Una nave, un porto e un migrante per una denuncia sociale tradotta in poesia. Per la prima volta in concorso alla Berlinale (aveva partecipato ad altre nove edizioni ma sempre nella sezione Forum), Aki Kaurismäki è accolto in trionfo e punta dritto all’Orso d’Oro. Dopo la Francia di Le Havre il regista finlandese torna a Helsinki, per raccontare un’umanità che sopravvive al cinismo contemporaneo. Il  protagonista è un rifugiato siriano. "Oggi mi pare che solo Angela Merkel, fra i potenti, si stia preoccupando dei migranti”, dice il regista finlandese.

Una storia per tutti coloro che credono (ancora) alla forza creatrice del bene, alla solidarietà tra gli esseri umani, anche sconosciuti, e per tutti coloro il cui cuore si riscalda al calore del blues finlandese.  "Una storia per ogni luogo e tempo, e anche dolorosamente contemporanea", dice il regista. "In Europa sessant’anni fa c’erano 60 milioni di migranti. La generazione dei miei genitori, in tutta Europa, ha aiutato quelle donne, quegli uomini, quei bambini. E oggi? I migranti sono i nostri nemici. Dove è finita la solidarietà in un continente che si fregia di una superiorità morale nel mondo?

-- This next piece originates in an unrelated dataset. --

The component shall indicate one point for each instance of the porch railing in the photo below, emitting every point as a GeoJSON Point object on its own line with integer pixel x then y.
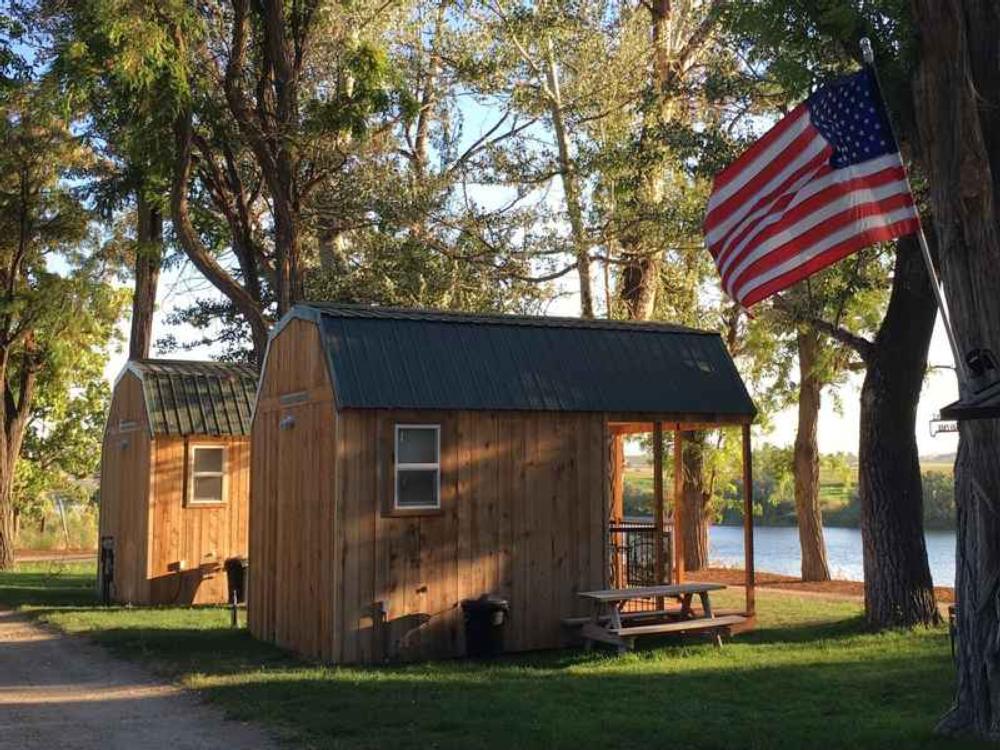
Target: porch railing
{"type": "Point", "coordinates": [632, 554]}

Se non riusciamo, o non vogliamo, essere umani, non dovremmo esistere a questo mondo".

Parole dure quelle che Kaurismäki pronuncia con i giornalisti. Nel suo paese, la democratica e liberale Finlandia, un ministro ha recentemente parlato di islamizzazione dell’Europa. "L’islamizzazione è una scusa per vestire di contenuti l’ignoranza, la paura, la manipolazione. I problemi esistono nella situazione attuale. In ogni situazione in cui culture e genti si incontrano. Il rischio è che si creino società parallele". Che esistono in ogni grande città europea. "Certo. È un effetto di integrazioni non riuscite, non gestite o non volute. Ma la nascita di società parallele non è una responsabilità esclusiva dei migranti. È anche e soprattutto di chi dovrebbe occuparsi di loro: la politica".

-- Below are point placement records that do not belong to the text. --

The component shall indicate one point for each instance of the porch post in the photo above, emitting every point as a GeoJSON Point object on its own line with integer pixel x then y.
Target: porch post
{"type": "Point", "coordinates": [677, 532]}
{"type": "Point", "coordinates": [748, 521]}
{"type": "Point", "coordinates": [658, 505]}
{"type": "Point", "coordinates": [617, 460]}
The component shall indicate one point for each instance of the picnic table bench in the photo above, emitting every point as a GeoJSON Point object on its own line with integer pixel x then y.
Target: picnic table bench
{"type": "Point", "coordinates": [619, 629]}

Recentemente ha dichiarato alla stampa finlandese che la reazione dei suoi connazionali al problema dell’immigrazione, che si è acuito negli ultimi due anni, l’ha spaventata. Perché? "Nel 2015-16 sono arrivati molti rifugiati dall’Iraq. Le scuole erano pronte per i bambini rifugiati, gli insegnanti, i traduttori, i servizi sociali erano finanziati al meglio, le case prefabbricate costruite alla perfezione. Tutto era pronto e tutti credevano di essere pronti. Poi, dopo qualche mese, leggevi sui quotidiani notizie sulla linea di: rubata un auto da un rifugiato iracheno, una ragazza è stata toccata in una sauna da un rifugiato siriano, una ringhiera è stata danneggiata da un afgano. Mi son chiesto, ma dove vivo? Cosa sta succedendo? All’improvviso tutti i nostri problemi sono scomparsi, e per tutti i problemi si è trovato un motivo: i rifugiati. La fase successiva sono state le bombe molotov contro i centri di accoglienza. La storia si ripete".

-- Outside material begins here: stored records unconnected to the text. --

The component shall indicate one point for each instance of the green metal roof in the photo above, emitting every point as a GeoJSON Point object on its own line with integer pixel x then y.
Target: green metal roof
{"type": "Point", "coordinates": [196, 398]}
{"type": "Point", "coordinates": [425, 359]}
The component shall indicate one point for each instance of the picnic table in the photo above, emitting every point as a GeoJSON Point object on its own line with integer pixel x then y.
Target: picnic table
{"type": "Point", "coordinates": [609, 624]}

Come è possibile che sistemi democratici solidi come quelli in cui viviamo non riescano ad arginare il senso di paura e gestire un problema che riguarda alcune centinaia di migliaia di persone in un continente con 550 milioni di abitanti? "La volontà manca. I nostri sistemi erano solidi, ora stanno scricchiolando sotto il peso delle loro contraddizioni. A partire dai perfetti paesi scandinavi. La nostra cultura e tradizioni di cui tanto parliamo e che tanto celebriamo, è solo un centimetro di polvere sulle spalle che scompare con un colpo di mano, di fronte a quello che sta succedendo. L’Europa cristiana non ce la vuole fare a risolvere non dico i problemi del mondo, ma le tragedie che si svolgono di fronte alla nostra porta di casa". Non salva nessuno nella sua analisi impietosa? "Mi inchino di fronte alla signora Merkel. Ma non scrivete che il mio è un film politico!".